Some ISOs view the issue of going to a third-party vendor for security assistance as one that hinges on the size of the merchant. It is almost automatic for a large merchant and its ISO/processor to select an outside vendor because the PCI requirements of Level 1 and Level 2 merchants are more time consuming and complex than they are for smaller businesses. Level 1 and 2 merchants process substantially more transactions—at least 6 million per year—than their Level 4 counterparts.
"Most ISOs sell to people doing $5,000 to $10,000 a month," says Steve Norell of U.S. Merchant Services, a Port St. Lucie, Fla.-based ISO. "But selling to bigger merchants, you partner with third-party vendors."
The Merchant Decides
Yet Norell says it ultimately is up to the merchant to decide how much it wants to spend and how much effort should go into the PCI-compliance process. "All I can do is inform the merchant," he says. "What the merchant does with that material, whether he wants to believe it or not, that's his business."
The merchant needs to learn from the ISO the technical requirements of the compliance process as well as what its liability is for noncompliance, says Ayman Rida, president of Farmington Hills, Mich.-based ISO Netco Merchant Processing. "We have to explain to them the security reasons behind PCI and that they can be driven out of business by the fines," he says.

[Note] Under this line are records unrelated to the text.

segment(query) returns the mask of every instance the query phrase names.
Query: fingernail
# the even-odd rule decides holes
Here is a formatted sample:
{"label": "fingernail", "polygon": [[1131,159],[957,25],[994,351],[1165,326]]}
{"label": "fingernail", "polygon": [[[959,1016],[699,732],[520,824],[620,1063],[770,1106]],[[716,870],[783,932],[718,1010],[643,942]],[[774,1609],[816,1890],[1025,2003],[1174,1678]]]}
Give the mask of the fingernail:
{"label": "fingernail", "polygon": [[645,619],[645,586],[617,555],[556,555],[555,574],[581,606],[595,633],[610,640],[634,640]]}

Pettiti says ISOs and acquiring banks can look at the security needs of a merchant from two perspectives. One is to reach PCI compliance. The other is to look at additional security technologies that are not necessarily part of the PCI process but nonetheless can further indemnify a merchant from having its payment system breached.
Third-party vendors offer such technologies. An ISO would find it difficult to provide such security programs on its own, since they usually go beyond the range of expertise of even the most sophisticated ISOs.
Additional security technology and protection systems also can help merchants remain compliant with PCI requirements, diminishing the potential for them to move to another ISO or processor. "That adds some stickiness to the merchant/ISO relationship," suggests Pettiti. "And it mitigates the situation where that merchant will move, so it cuts back the attrition rate in the ISO's portfolio."
While many ISOs charge merchants a fee for helping them gain PCI compliance, not all do. Rida is more interested in building trust and long-term relationships with Netco's merchant clients than he is in making a buck off of security assistance.
"We educate our salespeople to use PCI compliance as a sales tool," he says. "I don't charge the merchant anything. We help them get educated on the security issues."
It is up to each ISO to evaluate how security can best be used to enhance the value of its business, whether through building long-term relationships or
creating a new revenue stream. Either way, the trend toward tighter security of card-payment systems can be parlayed by an ISO into a means to strengthen its enterprise.